Tuesday, September 29, 2009

A rule is a rule is a rule, except when it isn't. Promissory estoppel and reliance by a general contractor on subcontractor's bids.

Our casebook gives the impression that whenever a general contractor formulates its bid in reliance on a subcontractor's bid and subsequently wins the job, the subcontractor's bid is enforceable under the doctrine of promissory estoppel. The editors write, for example, that "most commentators have viewed the James Baird and Drennan decisions as being squarely in conflict. If so, Drennan has clearly prevailed. . . . . [T]he Drennan line of cases appears to have matured to the point where establishment of the basic facts will entitle the plaintiff general contractor to judgment more or less automatically, unless the defendant subcontractor can take the case of of the ordinary run by demonstrating some additional factors in its favor." Casebook at 117, n. 2.

That "unless the subcontractor can take the case out of the ordinary run" is a gap wide enough to drive several trucks through, making the proposition that "reliance on a subcontractors bid establishes the right to enforce the bid under the doctrine of promissory estoppel" a rule as empty of meaning as is the proposition that "an advertisement is usually not an offer." We will read later in the year about a subcontractor being excused from enforcement of its bid based on its ability to show that the bid was based on a mistake. We have seen that advertisements can be offers. We know that even if you aren't required to affirmatively express your assent to an online agreement you may or may not be bound, and that even if you ordinarily would be bound the terms might be so unfair they won't be enforced.

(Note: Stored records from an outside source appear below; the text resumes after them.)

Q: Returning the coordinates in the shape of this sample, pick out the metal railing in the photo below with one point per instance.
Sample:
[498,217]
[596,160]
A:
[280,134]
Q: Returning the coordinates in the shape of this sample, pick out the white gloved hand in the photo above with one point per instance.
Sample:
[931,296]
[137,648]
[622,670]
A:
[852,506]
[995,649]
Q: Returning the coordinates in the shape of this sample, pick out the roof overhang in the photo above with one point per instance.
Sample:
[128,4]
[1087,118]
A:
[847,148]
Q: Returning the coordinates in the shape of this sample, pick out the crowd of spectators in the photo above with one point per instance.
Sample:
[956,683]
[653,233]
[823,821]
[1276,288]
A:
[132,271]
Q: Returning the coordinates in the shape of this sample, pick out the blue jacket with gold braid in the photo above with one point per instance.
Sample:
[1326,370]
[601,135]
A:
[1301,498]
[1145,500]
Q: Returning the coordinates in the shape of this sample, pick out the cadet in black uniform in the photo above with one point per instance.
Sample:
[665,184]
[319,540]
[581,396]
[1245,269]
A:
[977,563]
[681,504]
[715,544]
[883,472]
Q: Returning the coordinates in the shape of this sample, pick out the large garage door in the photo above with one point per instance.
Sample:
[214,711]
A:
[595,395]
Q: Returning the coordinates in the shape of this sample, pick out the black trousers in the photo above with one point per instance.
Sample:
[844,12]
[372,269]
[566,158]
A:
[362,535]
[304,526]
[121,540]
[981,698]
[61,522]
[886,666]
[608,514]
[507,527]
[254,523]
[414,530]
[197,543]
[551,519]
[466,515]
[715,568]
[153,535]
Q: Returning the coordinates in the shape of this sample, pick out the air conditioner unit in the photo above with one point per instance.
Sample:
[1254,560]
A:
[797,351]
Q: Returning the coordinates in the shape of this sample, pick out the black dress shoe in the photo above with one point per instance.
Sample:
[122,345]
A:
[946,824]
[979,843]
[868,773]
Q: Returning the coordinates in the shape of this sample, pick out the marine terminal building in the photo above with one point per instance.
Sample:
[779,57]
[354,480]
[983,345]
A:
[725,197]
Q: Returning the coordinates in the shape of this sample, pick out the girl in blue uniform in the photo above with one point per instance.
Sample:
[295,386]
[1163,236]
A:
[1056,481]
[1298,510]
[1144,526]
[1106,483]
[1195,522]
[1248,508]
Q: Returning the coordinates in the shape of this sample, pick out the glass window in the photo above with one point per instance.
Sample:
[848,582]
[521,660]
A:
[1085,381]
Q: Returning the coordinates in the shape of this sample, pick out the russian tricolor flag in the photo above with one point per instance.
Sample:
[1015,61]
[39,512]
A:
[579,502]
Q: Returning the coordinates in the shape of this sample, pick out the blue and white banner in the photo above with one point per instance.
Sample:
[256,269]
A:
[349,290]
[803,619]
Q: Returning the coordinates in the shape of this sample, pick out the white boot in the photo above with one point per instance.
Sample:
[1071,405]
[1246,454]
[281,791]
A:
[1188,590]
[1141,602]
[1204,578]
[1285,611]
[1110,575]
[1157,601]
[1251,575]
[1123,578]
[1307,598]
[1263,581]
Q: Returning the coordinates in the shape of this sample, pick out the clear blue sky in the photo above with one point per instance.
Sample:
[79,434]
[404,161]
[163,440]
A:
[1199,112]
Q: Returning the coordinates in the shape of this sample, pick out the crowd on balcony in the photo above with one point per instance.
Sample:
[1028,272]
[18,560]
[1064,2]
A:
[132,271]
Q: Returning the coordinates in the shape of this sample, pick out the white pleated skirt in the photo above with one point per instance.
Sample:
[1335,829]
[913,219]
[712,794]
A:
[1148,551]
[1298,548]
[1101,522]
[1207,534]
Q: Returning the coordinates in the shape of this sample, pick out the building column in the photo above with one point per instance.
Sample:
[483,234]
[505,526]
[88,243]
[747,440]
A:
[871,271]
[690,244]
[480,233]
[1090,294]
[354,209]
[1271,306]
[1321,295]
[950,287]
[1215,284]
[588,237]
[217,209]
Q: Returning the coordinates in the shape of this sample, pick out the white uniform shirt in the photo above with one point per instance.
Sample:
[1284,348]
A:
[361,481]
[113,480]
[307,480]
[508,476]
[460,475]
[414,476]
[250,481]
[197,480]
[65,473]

A more accurate and comprehensive statement of the applicable rules is set forth by Philip L. Bruner and Patrick J. O'Connor, Jr. in 1 Bruner & O'Connor Construction Law § 2:107 (footnotes containing citations omitted):
The doctrine of promissory estoppel has been invoked repeatedly to protect prime contractors against withdrawal, prior to the expiration of the firm bid period, of sub-bids relied upon in preparation of their prime bids. Until the advent of the fax machine, subcontractor and supplier bids traditionally were conveyed orally by telephone to bidders within hours or minutes before they completed their bids. Oral bids are enforceable under the doctrine of promissory estoppel.This is true even if the oral bid otherwise fell within the applicable provisions of the statute of frauds.Fundamental to the invocation of promissory estoppel is proof of the bidder's detrimental reliance upon the sub-bid it seeks to enforce.The bidder must shoulder the burden of proving that it relied upon the sub-bid in preparing its prime bid to its prejudice. Reliance is proven by showing that the sub-bid price was included directly in the prime bid price. This critical element of the prime's reliance is frequently challenged by subcontractors. Crucial to the application of the doctrine of promissory estoppel is that the sub-quote:
1. Be unequivocable;
2. Be unambiguous;
3. Be relied upon by the bidder in submitting its bid;
4. Not be impliedly rejected by subsequent post-bid negotiations or "bid-shopping";
5. Not be infected with a material mistake; and
6. Be timely accepted.
Thus, for example, in Bunkoff General Contractors, Inc. v. Dunham Elec., Inc., 300 A.D.2d 976, 753 N.Y.S.2d 156 (N.Y.App. Div. 3d Dept. 2002), the court affirmed the trial court's denial of a contractor's motion for summary judgment, holding that there were disputed questions of material fact raised by the contractor's promissory estoppel cause of action against the defendant subcontractor:
[O]ur review of the documentary and testimonial evidence in the record, we find that questions of fact exist concerning whether defendant indeed made a clear and unambiguous promise to plaintiff when it submitted its quote and amended quote and also whether plaintiff reasonably relied upon defendant in submitting its own bid to the project owner.
Id., 753 N.Y.S.2d at 158 (citation omitted).